# xbox one connect?



## throwdo (Mar 23, 2014)

Can you take pictures with it? Want to start a journel using it as cam


----------



## taipanspunk (Mar 23, 2014)

not that I'm aware of... maybe if you were playing a game requesting a gamer action pic


----------



## throwdo (Mar 23, 2014)

They need to make a app for it, i use it for evreything it make my journel a breeze


----------



## biglungs (Mar 24, 2014)

u mean kinect?

no


----------



## throwdo (Mar 24, 2014)

Yes,got sisters cam in xbox usb were do i go to uplode pics


----------



## biglungs (Mar 24, 2014)

IDK if u can UL pics on an xbox why dont ujsut use a computer or phone? besides my knect knows my face...


----------



## FilthyFletch (Mar 25, 2014)

I sold my kinect the day i got my xbox one. Its the most useless security hole on earth to have that thing hooked up. Id just use a cel phone or buy a $8 web camera.

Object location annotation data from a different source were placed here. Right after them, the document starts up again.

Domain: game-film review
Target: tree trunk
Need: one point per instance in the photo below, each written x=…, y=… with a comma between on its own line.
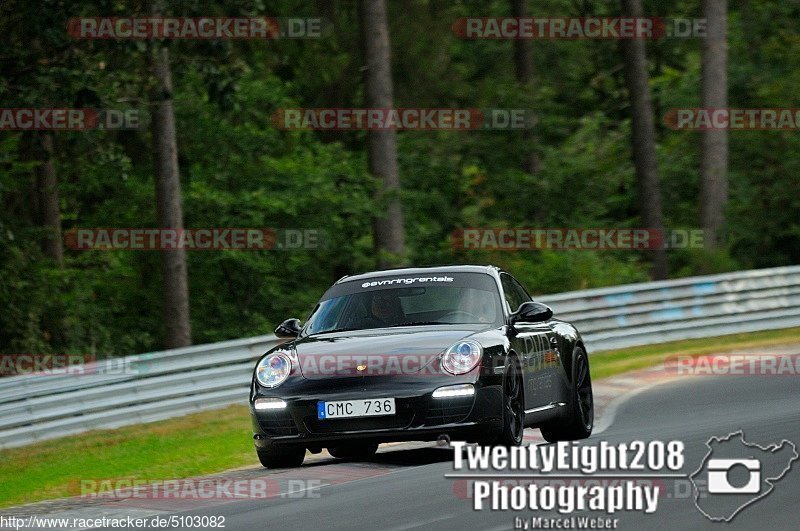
x=178, y=331
x=382, y=144
x=48, y=201
x=523, y=69
x=714, y=164
x=643, y=136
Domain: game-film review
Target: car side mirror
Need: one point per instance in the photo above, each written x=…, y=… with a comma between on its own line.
x=288, y=328
x=531, y=312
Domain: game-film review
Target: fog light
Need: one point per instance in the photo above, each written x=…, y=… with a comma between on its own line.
x=263, y=404
x=452, y=391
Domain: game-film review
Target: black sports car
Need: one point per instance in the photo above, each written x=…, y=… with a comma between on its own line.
x=460, y=352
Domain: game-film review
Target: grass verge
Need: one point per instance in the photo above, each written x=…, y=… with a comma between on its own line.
x=213, y=441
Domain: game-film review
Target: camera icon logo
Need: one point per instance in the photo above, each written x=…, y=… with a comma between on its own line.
x=719, y=471
x=735, y=474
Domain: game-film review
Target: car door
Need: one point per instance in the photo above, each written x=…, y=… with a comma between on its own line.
x=532, y=343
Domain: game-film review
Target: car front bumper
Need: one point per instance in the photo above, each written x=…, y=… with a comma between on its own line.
x=418, y=416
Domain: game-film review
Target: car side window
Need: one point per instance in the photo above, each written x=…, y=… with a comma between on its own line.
x=515, y=294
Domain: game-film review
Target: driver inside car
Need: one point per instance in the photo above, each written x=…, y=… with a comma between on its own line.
x=386, y=309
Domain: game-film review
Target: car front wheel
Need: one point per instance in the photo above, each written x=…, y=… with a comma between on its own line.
x=580, y=420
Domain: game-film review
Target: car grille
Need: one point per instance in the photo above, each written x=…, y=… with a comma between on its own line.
x=448, y=410
x=278, y=423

Upload pics off site such as photobucket so you have control of them as if you ever need to take them down roll wont let you he will ban you if you ask so its better to upload where you control them and always use proxies when coming to this site such as hidemyass.com


----------



## m3d1c1n3man (Mar 25, 2014)

FilthyFletch said:


> I sold my kinect the day i got my xbox one. Its the most useless security hole on earth to have that thing hooked up. Id just use a cel phone or buy a $8 web camera. Upload pics off site such as photobucket so you have control of them as if you ever need to take them down roll wont let you he will ban you if you ask so its better to upload where you control them and always use proxies when coming to this site such as hidemyass.com


Paranoid much? You really do live in North Korea don't you?


----------